这时是三年困难时期的最末一年。粮食很紧,人们用粮都严格控制着定量。两位作者按重庆的定量每月只有23斤,出版社按北京定量给他们增加了几斤。每天熬到深夜时,我们三人就到十条西口,在铺子里或小摊上,吃碗面条,再回来赶稿。我们还一起自己劈柴、抬煤球、生火炉。
  10月末的一个深夜,我们从十条西口吃完夜宵回来。一路上谈着时局,对数日来《参考消息》上登的赫鲁晓夫火焚斯大林遗体的新闻颇为愤慨。当时,连印度党也表示了谴责,而中国的革命者该怎样看待这个事件呢?在折向横街的拐弯处,我对罗、杨二人说:对赫鲁晓夫的做法,应该通过我们书中的人物,仗义执言,表达我们的见解。可否通过许云峰或是其他代表人物的言论,表达我们中国同志对斯大林的爱戴?  
  这个建议触动了敏感的罗广斌,引起他深深的思索。
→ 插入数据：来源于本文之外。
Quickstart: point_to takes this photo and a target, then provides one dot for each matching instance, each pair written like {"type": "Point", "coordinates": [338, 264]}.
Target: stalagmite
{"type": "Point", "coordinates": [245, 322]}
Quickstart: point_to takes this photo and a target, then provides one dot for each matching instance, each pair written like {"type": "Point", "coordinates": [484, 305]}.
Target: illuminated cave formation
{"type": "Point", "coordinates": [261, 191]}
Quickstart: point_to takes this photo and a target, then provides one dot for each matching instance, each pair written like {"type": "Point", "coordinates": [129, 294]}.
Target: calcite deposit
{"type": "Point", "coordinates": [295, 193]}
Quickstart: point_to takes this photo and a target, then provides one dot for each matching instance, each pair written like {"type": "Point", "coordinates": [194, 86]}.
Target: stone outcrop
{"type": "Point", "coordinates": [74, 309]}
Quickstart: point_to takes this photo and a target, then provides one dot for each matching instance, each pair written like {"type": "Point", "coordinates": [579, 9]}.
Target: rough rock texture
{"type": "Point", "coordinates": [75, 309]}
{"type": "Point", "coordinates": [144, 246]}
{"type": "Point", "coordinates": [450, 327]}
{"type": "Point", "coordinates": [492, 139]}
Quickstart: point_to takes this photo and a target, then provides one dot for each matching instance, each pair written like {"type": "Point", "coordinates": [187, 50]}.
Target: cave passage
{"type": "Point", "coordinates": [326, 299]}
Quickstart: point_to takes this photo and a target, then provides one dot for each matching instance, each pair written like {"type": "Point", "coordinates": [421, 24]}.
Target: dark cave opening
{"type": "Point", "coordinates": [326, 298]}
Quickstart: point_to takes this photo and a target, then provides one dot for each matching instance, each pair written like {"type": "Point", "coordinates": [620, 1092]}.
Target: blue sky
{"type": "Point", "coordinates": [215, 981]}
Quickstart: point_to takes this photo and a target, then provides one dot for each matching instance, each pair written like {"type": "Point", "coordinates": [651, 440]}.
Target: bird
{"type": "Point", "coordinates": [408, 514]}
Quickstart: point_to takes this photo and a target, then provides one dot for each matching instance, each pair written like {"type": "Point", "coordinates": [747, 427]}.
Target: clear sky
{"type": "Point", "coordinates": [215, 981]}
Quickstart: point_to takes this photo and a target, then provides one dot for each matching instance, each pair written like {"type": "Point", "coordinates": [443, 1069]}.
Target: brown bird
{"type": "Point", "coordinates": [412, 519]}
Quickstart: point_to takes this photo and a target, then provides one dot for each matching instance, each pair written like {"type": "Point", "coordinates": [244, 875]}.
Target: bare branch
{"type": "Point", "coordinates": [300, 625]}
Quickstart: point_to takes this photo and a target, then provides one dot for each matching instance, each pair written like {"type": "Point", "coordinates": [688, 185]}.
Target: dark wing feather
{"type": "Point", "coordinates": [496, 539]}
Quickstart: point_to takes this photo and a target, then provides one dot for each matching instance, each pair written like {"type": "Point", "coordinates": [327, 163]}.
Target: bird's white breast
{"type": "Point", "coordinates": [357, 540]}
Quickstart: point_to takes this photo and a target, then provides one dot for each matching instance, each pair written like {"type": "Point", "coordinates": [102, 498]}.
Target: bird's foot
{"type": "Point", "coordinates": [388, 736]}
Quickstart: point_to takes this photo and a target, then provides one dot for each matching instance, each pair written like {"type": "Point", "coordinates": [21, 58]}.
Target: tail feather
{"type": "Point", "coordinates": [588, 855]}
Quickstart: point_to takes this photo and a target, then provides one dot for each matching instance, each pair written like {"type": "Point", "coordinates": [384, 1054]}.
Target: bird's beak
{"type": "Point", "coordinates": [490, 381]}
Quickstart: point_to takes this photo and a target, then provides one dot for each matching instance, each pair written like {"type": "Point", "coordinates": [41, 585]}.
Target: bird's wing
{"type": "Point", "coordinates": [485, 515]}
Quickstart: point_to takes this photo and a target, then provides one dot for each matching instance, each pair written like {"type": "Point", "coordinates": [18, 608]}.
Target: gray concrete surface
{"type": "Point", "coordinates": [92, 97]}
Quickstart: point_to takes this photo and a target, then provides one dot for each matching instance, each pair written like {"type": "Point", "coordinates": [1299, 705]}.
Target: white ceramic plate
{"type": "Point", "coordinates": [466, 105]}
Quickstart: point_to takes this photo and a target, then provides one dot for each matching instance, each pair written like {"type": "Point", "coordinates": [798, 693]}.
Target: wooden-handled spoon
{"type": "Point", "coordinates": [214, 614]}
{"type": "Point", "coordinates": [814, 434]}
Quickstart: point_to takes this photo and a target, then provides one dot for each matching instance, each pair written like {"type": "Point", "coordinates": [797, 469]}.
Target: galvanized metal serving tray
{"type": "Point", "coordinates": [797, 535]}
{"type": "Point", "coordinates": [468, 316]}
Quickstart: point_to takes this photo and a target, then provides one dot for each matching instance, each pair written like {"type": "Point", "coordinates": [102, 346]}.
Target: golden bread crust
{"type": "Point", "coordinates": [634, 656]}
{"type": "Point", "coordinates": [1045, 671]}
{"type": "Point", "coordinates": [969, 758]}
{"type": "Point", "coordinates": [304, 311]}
他是个爱憎分明、容易激动、富于感情的人。在连日的修改工作中,他经常想到这个建议。一周后,他交出一批新稿时,对我说:“从那晚谈起赫鲁晓夫火焚斯大林以后,我们苦苦思索了一个礼拜。我和杨益言一起在北海公园里,且行,且谈,且想,在徐鹏飞宴请许云峰的宴会这一节,我们加了一段表达敌我双方关于阶级斗争的对话,就是我们的态度。请你再帮我们斟酌一下。”
  这段文字是这样的:
 
  “开口阶级斗争,闭口武装暴动!”毛人凤突然逼上前去,粗短的手臂全力挥动着,“马克思死了多少年了?列宁死了多少年了?你们那一套马列主义的阶级斗争学说,陈腐不堪,早已为现代社会所抛弃……”
  “叫全世界的反动派发狂去吧!斯大林……他继承了列宁的事业,在全世界建立了第一个社会主义国家!……”许云峰举起手来指着毛人凤大声说道。
 
  我觉得这段思想表达得还不突出、还不鲜明,在调整了一些词句后,我又加了几句话,改写成:

  “开口阶级斗争,闭口武装暴动!”毛人凤突然逼上前去,粗短的手臂全力挥动着:“你们那套马列主义的阶级斗争学说早已陈腐不堪,马克思死了多少年了?列宁死了多少年了?……”
  “可是斯大林还活着!”许云峰突然打断毛人凤的话,“斯大林继承了马克思列宁的事业,在全世界建成了第一个社会主义国家,你们听了他的名字,都浑身发抖!”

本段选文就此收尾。